JEAN DE LA FONTAINE.
Jugando a orillas del Sena, cayó un niño al agua; mas quiso el cielo que se hallara un sauce, cuyas ramas, por voluntad divina, salvaron al imprudente niño. Acertó a pasar un maestro de escuela, y el infante le grita:
-¡Socorro, que me ahogo!
El maestro se vuelve a tales gritos, y, gravemente y a destiempo, empieza a sermonear al niño:
-¡Mira el bribonzuelo, adónde le ha llevado su locura! ¡Pásate las horas cuidando a tales críos! ¡Desgraciados padres, velando siempre por esta turba indócil! ¡Cuánto padecen y cómo lamento su suerte!
Dicho lo cual sacó al niño a la orilla.
Censuro aquí a muchos más de los que se piensa.
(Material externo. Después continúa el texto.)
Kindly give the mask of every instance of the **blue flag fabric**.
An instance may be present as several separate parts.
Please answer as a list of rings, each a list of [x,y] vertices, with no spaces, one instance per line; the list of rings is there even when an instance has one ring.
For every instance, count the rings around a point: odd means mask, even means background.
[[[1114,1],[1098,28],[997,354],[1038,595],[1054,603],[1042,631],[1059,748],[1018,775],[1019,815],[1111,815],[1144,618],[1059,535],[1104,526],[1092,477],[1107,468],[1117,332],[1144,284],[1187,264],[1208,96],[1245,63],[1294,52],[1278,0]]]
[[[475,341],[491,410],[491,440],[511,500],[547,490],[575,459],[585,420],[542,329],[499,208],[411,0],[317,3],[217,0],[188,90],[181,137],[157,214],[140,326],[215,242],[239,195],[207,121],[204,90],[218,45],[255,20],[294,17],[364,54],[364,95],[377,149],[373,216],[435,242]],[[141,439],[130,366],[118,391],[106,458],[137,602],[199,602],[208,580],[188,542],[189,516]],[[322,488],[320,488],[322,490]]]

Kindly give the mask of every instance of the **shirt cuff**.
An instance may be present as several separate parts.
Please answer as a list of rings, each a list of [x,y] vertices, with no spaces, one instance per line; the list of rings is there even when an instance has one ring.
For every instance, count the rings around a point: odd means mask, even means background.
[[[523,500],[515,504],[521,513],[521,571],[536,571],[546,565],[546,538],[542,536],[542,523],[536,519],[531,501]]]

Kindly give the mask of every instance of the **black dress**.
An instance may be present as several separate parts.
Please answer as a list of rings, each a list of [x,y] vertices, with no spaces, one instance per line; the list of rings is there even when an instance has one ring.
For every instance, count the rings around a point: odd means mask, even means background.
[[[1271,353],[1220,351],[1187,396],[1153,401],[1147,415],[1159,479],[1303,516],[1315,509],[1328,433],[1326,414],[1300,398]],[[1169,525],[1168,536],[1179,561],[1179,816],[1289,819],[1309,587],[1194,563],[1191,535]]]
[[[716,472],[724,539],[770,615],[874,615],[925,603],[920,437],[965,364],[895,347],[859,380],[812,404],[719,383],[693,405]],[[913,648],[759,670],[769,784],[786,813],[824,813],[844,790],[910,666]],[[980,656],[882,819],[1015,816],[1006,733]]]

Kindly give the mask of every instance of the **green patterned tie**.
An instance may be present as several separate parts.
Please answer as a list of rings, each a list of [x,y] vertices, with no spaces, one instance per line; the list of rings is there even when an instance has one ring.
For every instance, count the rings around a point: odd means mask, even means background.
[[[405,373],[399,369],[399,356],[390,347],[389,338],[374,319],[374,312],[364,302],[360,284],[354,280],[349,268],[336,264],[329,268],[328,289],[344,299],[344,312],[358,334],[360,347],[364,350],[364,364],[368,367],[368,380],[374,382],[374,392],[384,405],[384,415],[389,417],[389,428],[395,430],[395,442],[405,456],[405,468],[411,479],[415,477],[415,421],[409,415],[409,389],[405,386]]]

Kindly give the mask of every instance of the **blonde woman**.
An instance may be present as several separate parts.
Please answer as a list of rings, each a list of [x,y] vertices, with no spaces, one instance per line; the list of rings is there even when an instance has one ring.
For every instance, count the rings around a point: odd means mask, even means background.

Parlantes y criticones y pedantes pueden verse en lo dicho arriba: cada uno de ellos forma un numeroso pueblo. El Creador bendijo la prolífica casta, ¡No hay asunto en que no piensen ejercer su lengua! ¡Pero, amigo, sácame antes del apuro y suelta después tu perorata!
Señor de La Fontaine, ¡qué sabio es usted!